Natalie Haynes
Attend an evening with Andre Agassi
It’s sunny, it’s warm, and, sitting by my window, I can see a woman in an unfeasibly small bikini, and smell the faint aroma of charred cow. It’s either the summer holidays at last, with attendant barbecues, or there’s been a further outbreak of foot and mouth, this time in North London, and with surprisingly underdressed vets. Which raises the question: if you were 12 and these were your school holidays, where would you be spending them? Outside, with the risks of skin cancer (or, recently, drowning), car accidents and predatory paedophiles? Or inside, with the potential for sedentary obesity and aching thumbs?
The charity 4Children suggests that children no longer relish the prospect of a long break, having questioned 16,000 youngsters and discovered that 70 per cent of them were fearful for their safety over the summer holidays. Sixty-six per cent said they have been bullied in the past year, many outside school. Seventy per cent of full-time working parents continue to work through the school holidays, presumably because most employers won’t let them have six weeks off together.
So, if the kids are so anxious, it’s no wonder that they play outside less and stay at home more. But this, too, appears to be fraught with danger — last week the Professional Association of Teachers called for websites such as YouTube to be banned, to prevent bullying of children and teachers. Kirsti Paterson, who proposed the motion, said that one teacher had been the subject of a death threat — a pupil had posted a doctored picture online, rendering the teacher headless and added the caption, “You are dead”.
Now, I would suggest that bullying is in the eye of the beholder – one man’s victim of bullying is another’s opportunity to educate, perhaps by posting a comment, pointing out that the correct tense to have employed would have been the future indicative, “You will be dead”, or perhaps a nice subjunctive, “You would be dead, were I to be an all-powerful despot, and not some manky, acne-riddled teen”.
I think that it’s safe to assume that most people don’t support the idea of closing down websites they don’t like – the magnificent Emma-Jane Cross, the chief executive of the charity BeatBullying, responded to last week’s suggestion by declaring: “Calls for social networking sites like YouTube to be closed because of cyberbullying are as intelligent as calls for schools to be closed because of bullying.”
Teachers do seem to be having a tough time in the techno-world. In June a teachers’ union called for mobile phones to be classified as “potentially offensive weapons” (along with pencils, which can be used both to write something ungenerous, and to poke someone in the eye. And not Facebook poke. Actually poke). Chris Keates, the general secretary of NASUWT, claimed to have evidence of more than 100 teachers being bullied by e-mail, text message and online.
But cyberspace is just like real space — if you don’t like what goes on there, you can often change it by adjusting what goes on here. In the case of YouTube, the smart thing isn’t to close it down (it has been showing video footage of teachers being harassed in their classrooms; the cool thing to do, it seems, is to goad your teacher into throwing a fit, video it, and then post it online. I know this because a young person told me, not because I am cool. I think even the word cool is no longer cool). The answer is to stop kids having video cameras in the classroom. In my teaching days, which are admittedly distant, hell would have frozen cold and hard before a child brought a phone into my classroom.
Head teachers could reduce this kind of bullying, of children and teachers alike, by explaining to parents and children that phones, mp3 players and other electronica aren’t allowed in school.
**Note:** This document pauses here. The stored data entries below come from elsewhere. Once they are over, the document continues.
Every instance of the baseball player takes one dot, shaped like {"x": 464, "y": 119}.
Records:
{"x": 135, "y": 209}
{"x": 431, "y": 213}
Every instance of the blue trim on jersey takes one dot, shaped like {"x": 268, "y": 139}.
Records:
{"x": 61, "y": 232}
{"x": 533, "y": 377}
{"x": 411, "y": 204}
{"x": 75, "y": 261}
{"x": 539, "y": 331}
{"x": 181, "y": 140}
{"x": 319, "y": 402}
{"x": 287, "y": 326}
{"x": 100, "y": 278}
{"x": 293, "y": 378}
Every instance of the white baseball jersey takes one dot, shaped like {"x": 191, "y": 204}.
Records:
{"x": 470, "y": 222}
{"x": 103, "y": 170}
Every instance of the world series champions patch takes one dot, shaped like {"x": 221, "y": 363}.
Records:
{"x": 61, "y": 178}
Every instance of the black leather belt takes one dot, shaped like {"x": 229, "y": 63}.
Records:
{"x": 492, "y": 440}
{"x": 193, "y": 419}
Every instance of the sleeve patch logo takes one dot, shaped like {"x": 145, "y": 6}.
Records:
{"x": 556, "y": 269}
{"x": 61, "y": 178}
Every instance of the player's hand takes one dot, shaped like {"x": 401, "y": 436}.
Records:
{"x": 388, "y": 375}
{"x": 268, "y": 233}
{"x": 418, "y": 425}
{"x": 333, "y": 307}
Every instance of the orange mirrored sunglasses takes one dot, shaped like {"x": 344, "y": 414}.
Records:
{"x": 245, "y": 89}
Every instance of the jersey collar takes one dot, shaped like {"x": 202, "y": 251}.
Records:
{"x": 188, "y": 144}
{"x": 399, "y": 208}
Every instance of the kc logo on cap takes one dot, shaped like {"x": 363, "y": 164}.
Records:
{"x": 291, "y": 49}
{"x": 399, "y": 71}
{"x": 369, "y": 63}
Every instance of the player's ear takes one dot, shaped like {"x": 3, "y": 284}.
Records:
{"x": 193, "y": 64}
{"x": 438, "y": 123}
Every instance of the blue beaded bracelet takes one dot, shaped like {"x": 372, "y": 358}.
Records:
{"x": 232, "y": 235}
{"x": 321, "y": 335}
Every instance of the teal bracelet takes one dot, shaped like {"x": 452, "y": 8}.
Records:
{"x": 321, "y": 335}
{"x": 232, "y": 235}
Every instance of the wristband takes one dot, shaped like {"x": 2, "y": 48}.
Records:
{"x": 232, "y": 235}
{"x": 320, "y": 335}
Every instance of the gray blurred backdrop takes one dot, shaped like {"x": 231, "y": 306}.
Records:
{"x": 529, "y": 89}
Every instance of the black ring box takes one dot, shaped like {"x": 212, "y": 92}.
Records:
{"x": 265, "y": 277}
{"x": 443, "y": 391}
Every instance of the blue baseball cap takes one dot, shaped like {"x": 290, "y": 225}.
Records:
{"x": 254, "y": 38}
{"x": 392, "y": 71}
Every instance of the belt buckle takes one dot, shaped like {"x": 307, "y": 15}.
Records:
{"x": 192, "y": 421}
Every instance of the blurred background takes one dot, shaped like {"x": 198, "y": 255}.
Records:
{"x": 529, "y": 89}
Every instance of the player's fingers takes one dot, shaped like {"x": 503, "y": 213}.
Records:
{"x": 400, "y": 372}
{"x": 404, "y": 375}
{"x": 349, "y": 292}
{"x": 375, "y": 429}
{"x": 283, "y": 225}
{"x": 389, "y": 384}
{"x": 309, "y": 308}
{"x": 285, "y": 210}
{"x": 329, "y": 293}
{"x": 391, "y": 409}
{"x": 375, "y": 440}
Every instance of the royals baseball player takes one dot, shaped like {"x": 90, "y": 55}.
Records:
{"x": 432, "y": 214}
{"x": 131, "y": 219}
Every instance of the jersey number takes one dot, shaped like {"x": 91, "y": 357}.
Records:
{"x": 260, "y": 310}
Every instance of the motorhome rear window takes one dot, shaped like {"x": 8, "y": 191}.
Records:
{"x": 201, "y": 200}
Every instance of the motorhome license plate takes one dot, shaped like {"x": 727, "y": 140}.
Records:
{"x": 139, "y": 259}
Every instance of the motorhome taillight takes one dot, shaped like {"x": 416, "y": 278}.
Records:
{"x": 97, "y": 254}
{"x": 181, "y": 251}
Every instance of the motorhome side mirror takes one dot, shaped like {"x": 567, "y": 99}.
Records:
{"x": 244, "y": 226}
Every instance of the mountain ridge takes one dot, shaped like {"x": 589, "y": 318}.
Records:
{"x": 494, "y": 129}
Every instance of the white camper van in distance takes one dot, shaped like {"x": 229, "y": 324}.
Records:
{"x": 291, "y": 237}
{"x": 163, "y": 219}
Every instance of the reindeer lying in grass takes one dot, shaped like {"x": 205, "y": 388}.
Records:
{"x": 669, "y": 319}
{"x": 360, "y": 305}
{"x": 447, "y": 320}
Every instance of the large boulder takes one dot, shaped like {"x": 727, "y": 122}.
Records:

If they insist on bringing them for that elusive emergency, they can check them into lockers before they go into class, and pick them up at the end of the day. This works perfectly well with rabid journalists at film screenings; it would work perfectly well with 14-year-olds. No one has the right to be perpetually contactable.
The market is already regulating websites — after Panorama recently showed footage of adverts for John Lewis, Orange, BT and others splashed across a site called Pure Street Fights, they pulled their advertising. YouTube is owned by Google, which makes its billions from small ads, just like free newspapers. If no one will advertise with it, it will change its content. This has already been happening in the past few days with Facebook, which has lost advertising from six major companies, including the Prudential and the AA, because its ads were appearing on a rotating basis on a BNP-related page. Which is, in a way, a pity, because the BNP’s presence on Facebook is one of the most unintentionally brilliant things I have ever seen — the British National Party has a link to a listing “50 Mistakes Women Make When Having Sex”. The biggest of which, surely, is finding yourself in bed with a fascist. Do you think that at the end of the night they want to send their partners back where they came from? Me too.
But, then, the BNP’s homepage is also responsible for the funniest headline I’ve seen all year — “Pork Rain complaints from pushy Muslims”. Pork rain, I hear you ask? Is that Prince’s less successful, earlier single? And is it just pushy Muslims who don’t want pork to rain down upon them? Or do many non-pushy, non-Muslims feel the same way? I know I do.
Cyberspace isn’t so bad, you know. Ugly and frightening though it is, the fad for children to injure each other on film will turn out to be just that — a fad. In two years’ time. I guarantee you that they’ll become like every other documentary maker, and the fights will all start being faked.